The chairman of the House Appropriations subcommittee that funds the EPA, Mike Simpson, concurred. In his floor remarks, Simpson opposed what he described as the EPA’s efforts ’to control nearly every industry’ in the US. ’Wherever I go, the biggest complaint I hear about the federal government is about how the EPA is creating economic uncertainty and killing jobs,’ Simpson stated. 

The EPA’s own analysis indicates that its new and more stringent ozone standards - which were slated for this summer but have been delayed temporarily - will impose up to $90 billion in compliance costs annually. 

Meanwhile, the independent US National Research Council (NRC) has urged the EPA in a report delivered on 2 August to incorporate sustainability into its decision-making. The NRC’s proposed sustainability framework pushes the agency to move beyond its traditional approach of basing actions almost solely on risk assessment and management, and to take up a more proactive role. NRC said its proposed sustainability approach will more adequately address many of the most complex modern problems, like depletion of natural resources, climate change, and loss of biodiversity. 

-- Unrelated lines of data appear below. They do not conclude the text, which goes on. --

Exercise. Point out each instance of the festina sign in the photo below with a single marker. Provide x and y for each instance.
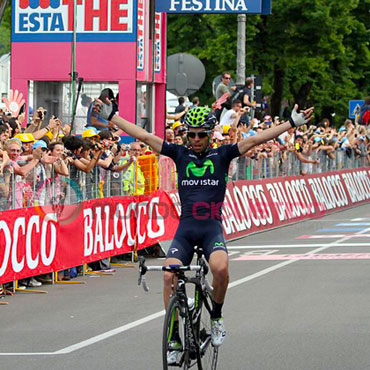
(211, 6)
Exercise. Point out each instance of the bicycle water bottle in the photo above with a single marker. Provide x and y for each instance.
(191, 305)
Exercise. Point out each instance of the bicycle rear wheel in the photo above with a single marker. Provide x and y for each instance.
(174, 344)
(208, 353)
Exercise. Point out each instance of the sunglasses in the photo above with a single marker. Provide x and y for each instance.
(201, 135)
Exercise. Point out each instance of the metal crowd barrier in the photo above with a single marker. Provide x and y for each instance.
(287, 164)
(148, 174)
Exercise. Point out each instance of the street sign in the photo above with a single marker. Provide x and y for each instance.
(214, 6)
(355, 107)
(185, 74)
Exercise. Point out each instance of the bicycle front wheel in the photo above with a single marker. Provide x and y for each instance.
(208, 353)
(175, 353)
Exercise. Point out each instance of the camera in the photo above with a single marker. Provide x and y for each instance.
(41, 113)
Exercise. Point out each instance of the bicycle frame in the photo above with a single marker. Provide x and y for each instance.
(191, 319)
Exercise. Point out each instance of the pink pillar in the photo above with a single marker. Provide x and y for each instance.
(160, 110)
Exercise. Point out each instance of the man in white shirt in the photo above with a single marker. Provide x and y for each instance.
(230, 115)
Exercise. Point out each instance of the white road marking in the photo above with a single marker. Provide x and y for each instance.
(232, 253)
(121, 329)
(110, 333)
(286, 246)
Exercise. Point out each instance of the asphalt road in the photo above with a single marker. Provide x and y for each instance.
(299, 298)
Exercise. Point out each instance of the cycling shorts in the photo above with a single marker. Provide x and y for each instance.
(190, 233)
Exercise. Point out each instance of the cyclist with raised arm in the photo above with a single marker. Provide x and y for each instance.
(202, 178)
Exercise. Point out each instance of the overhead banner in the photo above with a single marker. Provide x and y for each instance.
(53, 20)
(257, 205)
(214, 6)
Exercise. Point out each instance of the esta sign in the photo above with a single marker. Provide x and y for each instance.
(52, 20)
(214, 6)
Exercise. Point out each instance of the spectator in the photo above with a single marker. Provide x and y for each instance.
(81, 115)
(246, 96)
(170, 135)
(223, 90)
(130, 174)
(181, 107)
(195, 101)
(229, 117)
(302, 155)
(364, 119)
(94, 119)
(179, 140)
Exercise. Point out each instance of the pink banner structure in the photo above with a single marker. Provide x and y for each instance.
(43, 239)
(257, 205)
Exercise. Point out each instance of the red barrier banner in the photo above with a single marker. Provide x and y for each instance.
(38, 240)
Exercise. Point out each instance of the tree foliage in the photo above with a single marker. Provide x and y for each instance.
(313, 52)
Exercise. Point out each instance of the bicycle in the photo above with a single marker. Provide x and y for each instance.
(193, 315)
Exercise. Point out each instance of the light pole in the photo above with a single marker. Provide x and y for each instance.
(240, 58)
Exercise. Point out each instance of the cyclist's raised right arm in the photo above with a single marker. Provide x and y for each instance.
(139, 133)
(105, 111)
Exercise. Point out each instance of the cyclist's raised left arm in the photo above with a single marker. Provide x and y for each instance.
(105, 110)
(296, 120)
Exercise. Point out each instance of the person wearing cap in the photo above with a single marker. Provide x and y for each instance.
(219, 138)
(90, 133)
(170, 135)
(230, 115)
(175, 126)
(267, 121)
(81, 115)
(179, 140)
(27, 140)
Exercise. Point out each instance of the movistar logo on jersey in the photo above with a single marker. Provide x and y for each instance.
(218, 245)
(199, 171)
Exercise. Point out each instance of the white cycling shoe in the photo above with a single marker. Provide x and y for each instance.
(218, 332)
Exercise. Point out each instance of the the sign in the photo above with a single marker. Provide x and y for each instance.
(53, 20)
(158, 43)
(355, 107)
(140, 35)
(214, 6)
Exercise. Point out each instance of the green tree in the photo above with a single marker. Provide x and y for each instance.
(309, 52)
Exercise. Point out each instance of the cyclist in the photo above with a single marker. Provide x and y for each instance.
(202, 177)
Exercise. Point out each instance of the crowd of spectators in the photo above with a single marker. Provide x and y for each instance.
(234, 109)
(36, 157)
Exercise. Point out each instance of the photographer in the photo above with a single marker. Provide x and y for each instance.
(37, 119)
(95, 120)
(229, 117)
(131, 171)
(73, 150)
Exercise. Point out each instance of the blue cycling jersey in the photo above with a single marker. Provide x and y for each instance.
(202, 178)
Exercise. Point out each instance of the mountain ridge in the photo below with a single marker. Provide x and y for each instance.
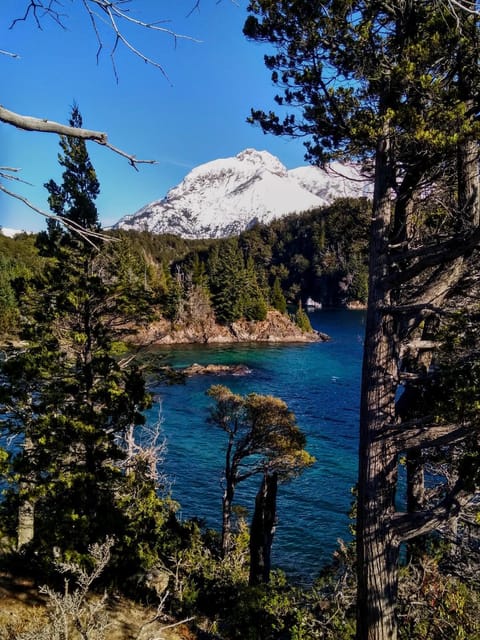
(223, 197)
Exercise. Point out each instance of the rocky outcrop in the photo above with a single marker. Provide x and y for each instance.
(277, 327)
(196, 369)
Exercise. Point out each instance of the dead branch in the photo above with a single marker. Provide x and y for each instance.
(86, 234)
(410, 525)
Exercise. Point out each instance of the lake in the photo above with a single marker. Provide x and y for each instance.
(321, 384)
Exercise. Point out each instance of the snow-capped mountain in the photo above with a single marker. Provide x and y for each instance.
(226, 196)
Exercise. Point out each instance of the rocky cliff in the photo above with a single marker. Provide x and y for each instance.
(277, 327)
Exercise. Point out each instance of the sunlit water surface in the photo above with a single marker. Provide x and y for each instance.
(321, 383)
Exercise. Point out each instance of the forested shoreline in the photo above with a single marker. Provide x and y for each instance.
(85, 508)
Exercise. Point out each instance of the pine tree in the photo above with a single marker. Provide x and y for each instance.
(67, 397)
(278, 299)
(393, 84)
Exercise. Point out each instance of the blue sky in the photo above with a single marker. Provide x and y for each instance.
(196, 115)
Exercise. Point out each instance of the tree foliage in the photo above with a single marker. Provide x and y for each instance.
(262, 439)
(393, 85)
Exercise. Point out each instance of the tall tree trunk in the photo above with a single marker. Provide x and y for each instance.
(26, 506)
(262, 530)
(227, 518)
(377, 548)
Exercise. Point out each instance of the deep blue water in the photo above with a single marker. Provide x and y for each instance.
(321, 384)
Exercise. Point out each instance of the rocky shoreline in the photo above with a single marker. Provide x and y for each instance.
(276, 328)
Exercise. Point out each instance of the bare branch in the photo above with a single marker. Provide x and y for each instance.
(408, 526)
(86, 234)
(29, 123)
(10, 54)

NRC concluded that the potential economic value of sustainability to the US lies not only in decreasing environmental risks, but also in optimising the social and economic benefits of environmental protection. 

But Democrats call the current House of Representatives the most ’anti-environment’ in history. They say the Republican-controlled House has voted 110 times to undermine the protection of the environment this year, which include votes to deny that climate change is occurring. 

The appropriations bill in question is now stalled in the House, with lawmakers having departed for the August recess. These contentious amendments could end up being factored into the final negotiations on the EPA’s budget.